Nashville’s newest large-scale public art depicts a gigantic bushel basket with 6-foot-long turnip green leaves spilling out. It’s being strung up this week inside the soaring atrium of the Nashville Farmers’ Market.
The artist behind the work, Minnesota-based Seitu Ken Jones, is known for his focus on food injustice.
While working on the installation this week, Jones said this idea came when he was visiting the market last year, while he carried out a separate food-centric project for Metro Arts.
“I kept coming here … but the inspiration just came looking at these bushel baskets,” he said. “All the bushel baskets full of turnips — turnip greens — that were being sold out here. Literally tons.”
A year later, standing in a dusky pink sunset, Jones received the box truck that carried his artwork 800 miles from Minnesota.
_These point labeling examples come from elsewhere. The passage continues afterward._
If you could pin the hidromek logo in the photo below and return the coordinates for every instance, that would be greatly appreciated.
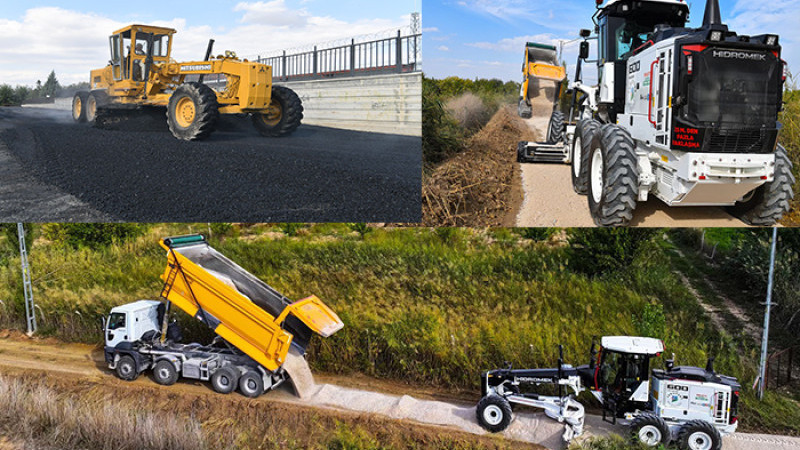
(739, 55)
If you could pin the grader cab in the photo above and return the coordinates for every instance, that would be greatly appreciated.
(141, 73)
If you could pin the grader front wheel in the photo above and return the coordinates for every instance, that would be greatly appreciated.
(283, 116)
(192, 112)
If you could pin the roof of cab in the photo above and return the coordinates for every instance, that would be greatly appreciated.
(150, 28)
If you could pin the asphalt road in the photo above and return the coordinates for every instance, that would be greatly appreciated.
(550, 200)
(137, 171)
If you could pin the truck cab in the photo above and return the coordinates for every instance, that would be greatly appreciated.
(128, 323)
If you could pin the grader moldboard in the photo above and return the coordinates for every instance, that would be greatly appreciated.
(141, 74)
(688, 115)
(692, 407)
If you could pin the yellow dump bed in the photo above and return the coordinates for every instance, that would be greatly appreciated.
(243, 310)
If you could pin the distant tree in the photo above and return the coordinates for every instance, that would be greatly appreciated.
(51, 86)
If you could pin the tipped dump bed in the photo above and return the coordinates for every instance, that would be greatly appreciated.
(245, 311)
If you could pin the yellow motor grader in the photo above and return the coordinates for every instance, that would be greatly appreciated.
(142, 74)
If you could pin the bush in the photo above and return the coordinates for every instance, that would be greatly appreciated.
(596, 251)
(91, 235)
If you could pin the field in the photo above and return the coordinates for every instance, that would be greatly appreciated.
(428, 307)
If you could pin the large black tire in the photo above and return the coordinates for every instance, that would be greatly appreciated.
(699, 434)
(164, 373)
(770, 202)
(581, 150)
(650, 430)
(192, 112)
(126, 368)
(494, 413)
(613, 177)
(555, 131)
(225, 380)
(251, 384)
(286, 115)
(79, 106)
(524, 109)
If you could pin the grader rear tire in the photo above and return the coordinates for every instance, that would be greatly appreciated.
(192, 112)
(79, 106)
(613, 177)
(770, 202)
(284, 116)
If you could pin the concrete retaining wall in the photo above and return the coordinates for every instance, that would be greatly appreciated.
(380, 104)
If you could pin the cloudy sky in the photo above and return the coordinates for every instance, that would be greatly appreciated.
(71, 37)
(485, 38)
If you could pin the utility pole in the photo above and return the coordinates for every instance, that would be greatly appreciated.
(765, 339)
(30, 313)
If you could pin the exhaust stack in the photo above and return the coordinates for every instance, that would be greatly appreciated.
(712, 15)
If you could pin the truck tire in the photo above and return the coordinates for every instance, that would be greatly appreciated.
(767, 204)
(79, 106)
(251, 384)
(126, 368)
(613, 177)
(225, 380)
(494, 413)
(699, 435)
(555, 131)
(524, 109)
(649, 430)
(192, 112)
(165, 373)
(581, 150)
(284, 116)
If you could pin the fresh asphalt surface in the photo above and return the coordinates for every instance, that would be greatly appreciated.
(137, 171)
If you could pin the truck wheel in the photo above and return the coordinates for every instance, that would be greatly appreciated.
(192, 112)
(165, 373)
(613, 177)
(283, 116)
(767, 204)
(524, 109)
(79, 106)
(224, 380)
(494, 413)
(126, 368)
(581, 151)
(251, 384)
(699, 435)
(650, 430)
(555, 131)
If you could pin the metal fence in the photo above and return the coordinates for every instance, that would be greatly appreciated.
(783, 368)
(400, 54)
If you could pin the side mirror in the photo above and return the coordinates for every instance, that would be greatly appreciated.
(584, 51)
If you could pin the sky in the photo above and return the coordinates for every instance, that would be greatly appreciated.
(71, 37)
(486, 38)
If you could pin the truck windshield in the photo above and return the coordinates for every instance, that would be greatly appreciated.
(116, 321)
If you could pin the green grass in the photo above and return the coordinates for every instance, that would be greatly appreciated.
(421, 306)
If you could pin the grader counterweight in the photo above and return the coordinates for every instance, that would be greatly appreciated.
(141, 73)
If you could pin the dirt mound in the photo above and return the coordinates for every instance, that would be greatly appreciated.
(475, 188)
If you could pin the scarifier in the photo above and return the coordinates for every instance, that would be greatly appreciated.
(691, 407)
(141, 74)
(258, 329)
(687, 115)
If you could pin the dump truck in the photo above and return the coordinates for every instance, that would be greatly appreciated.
(542, 77)
(141, 74)
(257, 328)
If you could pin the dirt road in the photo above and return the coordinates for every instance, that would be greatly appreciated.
(137, 171)
(86, 362)
(550, 200)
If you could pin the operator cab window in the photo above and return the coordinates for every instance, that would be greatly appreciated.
(116, 321)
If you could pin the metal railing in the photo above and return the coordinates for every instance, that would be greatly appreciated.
(783, 368)
(400, 54)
He was pleased to see the 8-foot bushel basket — the size of a hot tub and made of aluminum but painted to look like woodgrain — had made the trip with only minor scrapes.
Jones often goes big in his art. As in, he once held a dinner party for 300 people around a 400-foot-long dining table to discuss food access.
He cites Nashville native Red Grooms, known for his enormous kinectic sculptures, as an influence. So is Claes Oldenburg, who often took ordinary objects, like a spoon, and sculpted them as big as a house.
And then he cites scientist George Washington Carver.
“Not a lot of folks know that he was a painter,” said Jones, recalling a gallery show at Fisk University in the 1970s when he saw Carver’s easel.
The cascading “Turnip Greens” reflect some 40 years of inspiration.
The artwork will become the centerpiece for an entirely new main entrance to the market’s food court, which will now be oriented toward the neighboring Tennessee State Museum.
There are also two new murals in the entryway, titled as “Adanedi,” by the Norf Art Collective. (Scroll the gallery at the top of this story to see an additional photo.)
Jones said he admires the vibrancy of the food court, but wants to remind visitors about the purpose of the place.
“To not forget that it’s a farmers’ market — that in addition to this grand and great food court that’s here, there’s food right outside the door, right under the sheds,” he said.
Metro Arts and the Nashville Farmers’ Market will dedicate the pieces at 10 a.m. on Nov. 2 during the annual Turnip Green Festival.